Por último, há ainda a referir que a madeira, que embora tenha tido no passado um uso mais generalizado, actualmente tende a recuperar a sua importância, nomeadamente através da conservação e envelhecimento dos vinhos em barricas. Neste caso, alem de procedimentos específicos recomendados pelos fabricantes das barricas de madeira, haverá que ter em atenção que este material devido à sua elevada porosidade, facilita a retenção das diferentes sujidades, assim como da actividade de microrganismos, sendo como tal de difícil lavagem e desinfecção.
No que diz respeito aos tipos de sujidades, podemos ter dois grandes grupos: as sujidades orgânicas e as sujidades inorgânicas. No caso das sujidades orgânicas, estas são compostas por resíduos de vinhos, leveduras, bactérias e tartarátos, enquanto que as sujidades inorgânicas, são compostas por resíduos resultantes da dureza da água que podem reagir com os componentes do mosto formados durante a fermentação, conduzindo à formação de compostos insolúveis. Estes compostos formados poderão combinar-se ainda com a sujidade orgânica.
A Limpeza e a Desinfecção
A limpeza e a desinfecção são muitas das vezes conceitos confundidos como sendo um só. Porém na realidade tal não acontece, sendo que a limpeza e as operações a si associadas têm como objectivo geral a eliminação de resíduos mais ou menos grosseiros, sem no entanto se proceder à redução ou eliminação da população de microrganismos presentes.
As operações de limpeza devem ser efectuadas logo após a utilização dos equipamentos, recorrendo-se para tal à acção mecânica combinada com a aplicação de produtos químicos que apresentem uma elevada eficácia e uma boa compatibilidade com os materiais a higienizar.
Existem 4 factores importantes a considerar quando se efectua a limpeza dos equipamentos e das superfícies numa adega: a temperatura (o seu incremento em algumas situações poderá melhorar a limpeza, embora não devam ser demasiadamente elevadas devido entre outros casos às resistências dos materiais), o tempo (quanto maior, mais eficaz poderá ser a limpeza), a acção mecânica (o seu aumento influenciará positivamente a eficácia da limpeza, devendo no entanto ter-se em atenção a resistência e a estabilidade dos materiais às forças que possam ser exercidas) e a concentração do produto de limpeza utilizado (o aumento da concentração conduz a um aumento da eficácia da limpeza, embora a partir de certos valores os incrementos de eficácia sejam reduzidos).

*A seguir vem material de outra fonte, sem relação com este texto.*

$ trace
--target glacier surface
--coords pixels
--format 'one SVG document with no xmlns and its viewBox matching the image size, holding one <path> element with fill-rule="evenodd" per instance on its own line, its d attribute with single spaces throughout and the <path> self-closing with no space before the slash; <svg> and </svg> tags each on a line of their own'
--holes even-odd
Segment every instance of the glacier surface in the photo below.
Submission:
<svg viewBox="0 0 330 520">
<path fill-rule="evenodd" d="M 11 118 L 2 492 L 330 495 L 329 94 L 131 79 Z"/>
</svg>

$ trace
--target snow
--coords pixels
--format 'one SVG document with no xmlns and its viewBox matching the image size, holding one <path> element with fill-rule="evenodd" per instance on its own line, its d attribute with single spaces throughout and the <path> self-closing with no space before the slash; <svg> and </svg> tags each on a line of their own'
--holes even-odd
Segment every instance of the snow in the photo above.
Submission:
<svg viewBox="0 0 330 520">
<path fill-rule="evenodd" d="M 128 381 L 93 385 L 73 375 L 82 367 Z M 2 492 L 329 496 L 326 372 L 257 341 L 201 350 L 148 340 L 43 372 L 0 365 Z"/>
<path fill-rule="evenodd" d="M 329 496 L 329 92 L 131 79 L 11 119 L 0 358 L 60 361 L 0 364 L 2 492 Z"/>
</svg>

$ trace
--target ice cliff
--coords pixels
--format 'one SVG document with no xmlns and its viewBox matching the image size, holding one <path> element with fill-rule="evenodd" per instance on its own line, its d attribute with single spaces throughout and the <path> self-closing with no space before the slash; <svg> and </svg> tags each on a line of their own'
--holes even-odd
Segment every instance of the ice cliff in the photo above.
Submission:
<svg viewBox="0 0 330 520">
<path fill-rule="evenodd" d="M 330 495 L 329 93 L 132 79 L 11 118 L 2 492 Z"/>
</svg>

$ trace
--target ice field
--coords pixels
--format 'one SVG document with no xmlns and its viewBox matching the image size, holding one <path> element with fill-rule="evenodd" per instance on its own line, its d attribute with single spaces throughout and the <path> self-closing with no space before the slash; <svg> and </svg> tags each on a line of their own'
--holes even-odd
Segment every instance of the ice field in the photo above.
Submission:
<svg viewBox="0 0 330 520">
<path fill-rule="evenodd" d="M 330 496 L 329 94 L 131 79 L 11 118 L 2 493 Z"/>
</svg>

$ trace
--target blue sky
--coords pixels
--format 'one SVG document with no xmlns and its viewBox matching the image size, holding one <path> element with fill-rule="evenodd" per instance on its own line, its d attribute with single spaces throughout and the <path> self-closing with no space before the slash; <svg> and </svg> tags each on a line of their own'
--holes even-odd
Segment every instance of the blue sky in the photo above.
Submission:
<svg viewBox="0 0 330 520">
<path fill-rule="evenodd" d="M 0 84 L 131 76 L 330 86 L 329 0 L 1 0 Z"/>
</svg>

No caso da desinfecção, esta deverá ser efectuada após a limpeza dos equipamentos, tendo como principal efeito a eliminação ou redução da população de microrganismos. Ter em atenção no entanto, que esta operação é limitada no tempo, pelo que deverá ser desejável a não existência de longos períodos entre a desinfecção e a utilização dos equipamentos da adega, visto que a sua eficácia poderá ser fortemente reduzida.
Actualmente, existem vários produtos de desinfecção no mercado que apresentam um espectro de acção sobre uma grande variedade de microrganismos. Muitos desses produtos têm como principio activo de base o ácido peroxiacético. De salientar que é prática comum actualmente, o recurso a produtos que apresentam uma acção combinada de detergente e de desinfectante, permitindo efectuar as operações de higiene de forma mais rápida.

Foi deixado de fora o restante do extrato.